You won’t find it around here.
Everyone in these parts is running around frantic and mad that the government is coming to take their guns away, that the Mexicans are coming to take their jobs and their descendants’ white skin away, that Jesus isn’t coming back fast enough to rapture them up and leave behind all of these brown people and liberals.
They are threatening and pushing and not loving their neighbors.
They talk about putting bullets in their enemies’ heads instead of praying for them.
They throw the first punch but sue unceasingly if you punch back.
If you don’t like it, you can leave, they say, with haunted eyes that tell you they don’t really like it, either, but they are possessed.
They are possessed with greed and their own brand of entitlement.
My great-great-great-grandpappy didn’t steal this land from the Comanches and die bravely in the Alamo so that the Mexicans and Indians and other brown-skinned people could all come back and take it from me.
I have every right to be here, because it’s my manifest destiny, per the Bible–the Bible tells me so–
That Jesus don’t love your kind nearly as much as he loves mine.
But, what do you really like?
Of course, you love your family and then there’s family of family that you can’t just up and leave behind.
There are too many promises–not that you’ve that great of a track record of keeping many promises, but, you have to start somewhere.
And so, you started keeping promises down here…
Even as you’d rather be almost anywhere but here.
You see, at the end of the day, what you really like ends up dying in the crossfire between all the things you really love and really hate.
There is no place for likable things in a land like this one.

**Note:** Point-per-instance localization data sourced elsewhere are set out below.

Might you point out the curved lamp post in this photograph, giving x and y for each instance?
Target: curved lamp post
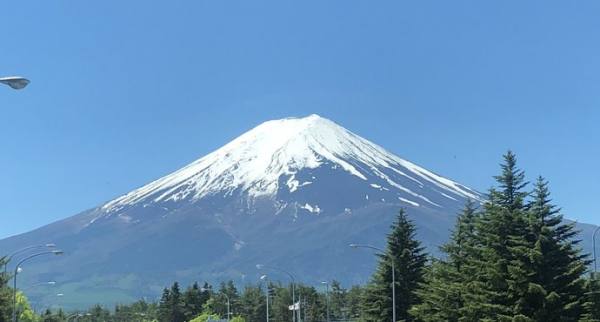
(261, 266)
(265, 279)
(55, 252)
(204, 289)
(15, 82)
(39, 284)
(22, 250)
(594, 247)
(383, 253)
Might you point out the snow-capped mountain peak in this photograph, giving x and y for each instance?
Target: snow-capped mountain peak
(256, 161)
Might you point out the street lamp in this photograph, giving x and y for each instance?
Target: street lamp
(594, 247)
(266, 280)
(22, 250)
(327, 297)
(55, 252)
(204, 289)
(383, 253)
(15, 82)
(261, 266)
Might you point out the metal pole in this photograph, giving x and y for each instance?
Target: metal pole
(594, 248)
(327, 297)
(393, 290)
(259, 266)
(383, 253)
(14, 315)
(266, 280)
(228, 309)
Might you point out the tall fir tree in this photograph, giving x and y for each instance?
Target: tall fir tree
(497, 278)
(409, 261)
(553, 263)
(171, 307)
(592, 300)
(441, 293)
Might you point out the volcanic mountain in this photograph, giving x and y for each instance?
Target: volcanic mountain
(290, 193)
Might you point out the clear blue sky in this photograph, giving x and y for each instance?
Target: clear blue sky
(124, 92)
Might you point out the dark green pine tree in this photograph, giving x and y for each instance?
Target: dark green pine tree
(193, 300)
(5, 293)
(553, 263)
(171, 307)
(409, 260)
(441, 293)
(592, 300)
(164, 309)
(252, 305)
(496, 275)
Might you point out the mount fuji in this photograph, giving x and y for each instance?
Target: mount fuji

Souls, all in competition.

Souls, all in competition. All vying for the chance to be number one at something. The reason why we think we have arrived at the best system is because we are too afraid to ask what it would look like if we started carefully peeling it back, one preconceived notion at a time. What would happen if I gave that man my coat? What would happen if I asked that lady over there if I could borrow her car for a few hours?

No system born out of a violent, all-encompassing struggle that overturns everything and is implemented top-down will accomplish any lasting, successful social program.

What I am imagining is a revolution that begins unexpectedly, from the least-likely people, and flows in ways that no one can control. It comes naturally after a long weariness of more wars and struggles to re-order and re-imagine the distribution of wealth and power.